Accountancy exam paper dispute referred to EU court

Peter Nowak claims he is entitled to access his script under the Data Protection Acts

The Supreme Court has unanimously agreed to ask the Court of Justice of the European Union (CJEU) to determine whether a man’s accountancy exam paper counts as personal data. File photograph: Getty Images

The Supreme Court has unanimously agreed to ask the Court of Justice of the European Union (CJEU) to determine whether a man’s accountancy exam paper counts as personal data.
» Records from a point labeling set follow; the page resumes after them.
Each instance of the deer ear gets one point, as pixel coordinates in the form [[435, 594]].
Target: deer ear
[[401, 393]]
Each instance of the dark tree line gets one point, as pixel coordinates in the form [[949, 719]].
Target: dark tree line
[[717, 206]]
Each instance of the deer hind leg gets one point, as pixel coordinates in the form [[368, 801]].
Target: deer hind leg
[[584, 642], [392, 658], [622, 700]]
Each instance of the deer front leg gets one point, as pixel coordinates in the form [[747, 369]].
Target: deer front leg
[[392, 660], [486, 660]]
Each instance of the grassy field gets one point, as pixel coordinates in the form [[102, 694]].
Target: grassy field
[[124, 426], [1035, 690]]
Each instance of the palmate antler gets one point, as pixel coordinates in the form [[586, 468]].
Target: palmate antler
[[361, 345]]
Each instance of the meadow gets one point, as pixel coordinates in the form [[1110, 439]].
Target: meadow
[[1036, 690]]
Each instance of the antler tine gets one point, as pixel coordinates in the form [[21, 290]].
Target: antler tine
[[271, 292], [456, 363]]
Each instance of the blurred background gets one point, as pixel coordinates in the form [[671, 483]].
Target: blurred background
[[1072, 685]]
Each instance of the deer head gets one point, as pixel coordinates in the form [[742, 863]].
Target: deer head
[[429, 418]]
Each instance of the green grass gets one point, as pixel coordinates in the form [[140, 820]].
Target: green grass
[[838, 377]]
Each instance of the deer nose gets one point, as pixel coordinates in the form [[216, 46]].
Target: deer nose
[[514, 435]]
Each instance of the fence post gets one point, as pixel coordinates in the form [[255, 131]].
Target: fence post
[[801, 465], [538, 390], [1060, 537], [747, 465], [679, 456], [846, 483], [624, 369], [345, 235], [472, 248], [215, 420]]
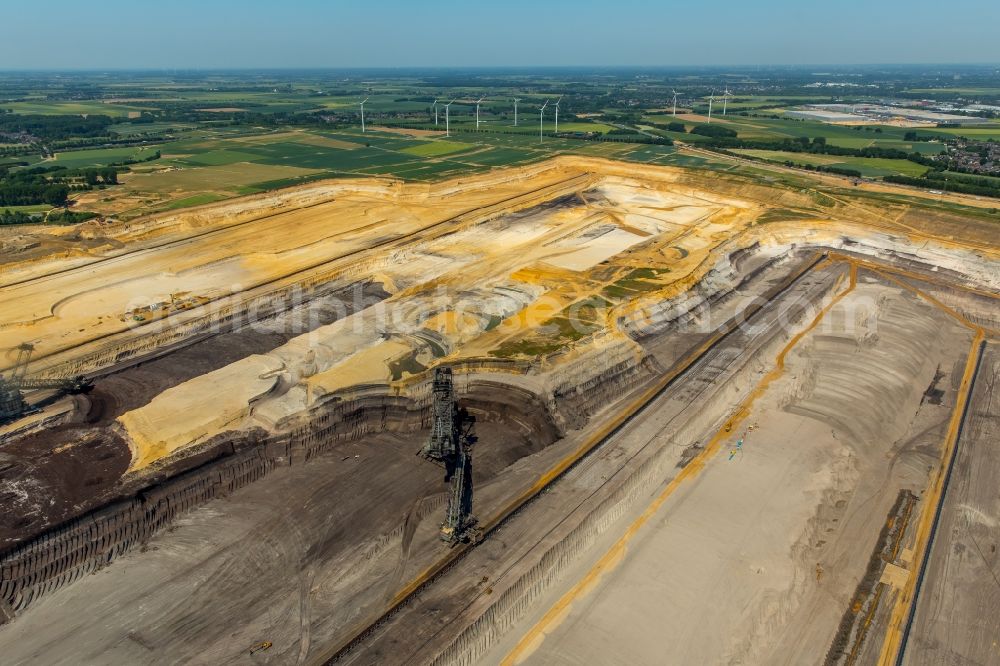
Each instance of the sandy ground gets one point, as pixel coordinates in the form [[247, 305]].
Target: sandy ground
[[956, 617], [754, 561]]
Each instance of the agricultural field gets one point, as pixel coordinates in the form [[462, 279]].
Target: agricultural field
[[225, 135], [868, 166]]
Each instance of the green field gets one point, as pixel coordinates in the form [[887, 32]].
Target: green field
[[437, 148], [77, 159], [80, 108], [868, 166]]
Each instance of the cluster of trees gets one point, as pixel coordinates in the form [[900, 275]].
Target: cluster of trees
[[8, 217], [819, 146], [714, 131], [948, 184], [49, 128], [50, 185]]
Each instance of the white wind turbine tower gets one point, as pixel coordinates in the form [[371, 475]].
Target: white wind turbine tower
[[447, 123], [541, 116], [478, 101]]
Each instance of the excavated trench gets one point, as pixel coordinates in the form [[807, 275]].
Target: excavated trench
[[103, 517], [80, 465]]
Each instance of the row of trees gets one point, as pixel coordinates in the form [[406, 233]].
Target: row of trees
[[819, 146], [945, 184], [50, 185], [49, 128]]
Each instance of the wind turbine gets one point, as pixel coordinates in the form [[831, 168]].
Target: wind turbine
[[541, 116], [477, 111], [447, 125]]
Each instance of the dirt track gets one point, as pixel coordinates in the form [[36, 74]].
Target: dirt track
[[848, 395]]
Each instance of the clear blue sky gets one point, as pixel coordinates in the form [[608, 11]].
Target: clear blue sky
[[185, 34]]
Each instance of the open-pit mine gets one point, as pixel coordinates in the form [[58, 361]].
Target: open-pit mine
[[576, 412]]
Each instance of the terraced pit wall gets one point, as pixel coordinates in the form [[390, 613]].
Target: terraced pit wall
[[94, 540]]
File photograph: Getty Images

 

The Supreme Court has unanimously agreed to ask the Court of Justice of the European Union (CJEU) to determine whether a man’s accountancy exam paper counts as personal data.

Peter Nowak, a registered student with the Institute of Chartered Accountants Ireland (CAI), claims he is entitled to access his exam paper under the Data Protection Acts.

He had passed the CAI’s first-level accountancy exams and three of the second-level exams, but failed the strategic finance and management accounting exam on four separate occasions.

On the fourth occasion, during autumn 2009, he sought to challenge the result and submitted a data access request to the CAI seeking all personal data.

The CAI released 17 items but declined to release the exam script, saying it did not constitute personal data.

He then sought assistance from the Data Protection Commissioner, who advised that exam scripts “would not generally constitute personal data”.

The commissioner later refused to investigate his formal complaint as it was not sustainable on legal grounds and, in a technical sense, was frivolous and vexatious.

Mr Nowak appealed the commissioner’s decision to the Circuit Court, which found that no appeal lay from the commissioner’s determination.

Mr Nowak appealed that decision to the High Court, which upheld the Circuit Court finding.

Mr Nowak, who represented himself in court, argued he had a right of appeal and that the exam script constitutes personal data as it contains biometric data due to the fact that it is handwritten.

If the results of exams are considered personal data, as is provided for in the data protection legislation, then the “raw material” from which the result is derived and the comments and marks of the examiner can also be personal data, he argued.

The commissioner had argued that this was an “open book” exam paper containing answers to accountancy questions, and as such would not be expected to contain personal information.

Supreme Court decision

In its decision, the Supreme Court said the issue of whether the exam script was personal data should be referred to the CJEU.

The CJEU needed to address what factors are relevant, and what weight should be given to those factors, in determining whether the script is personal data, the Supreme Court said.

Delivering judgment on behalf of the court, Mr Justice Donal O’Donnell said the issue as to whether Mr Nowak had a right of appeal was “in fact a significant decision on the law relating to data protection” and was precisely the sort of issue that should be capable of appeal to a court of law.

The case was put back to June for the parties to consider the draft questions for referral to the CJEU and for the issue of costs to be decided.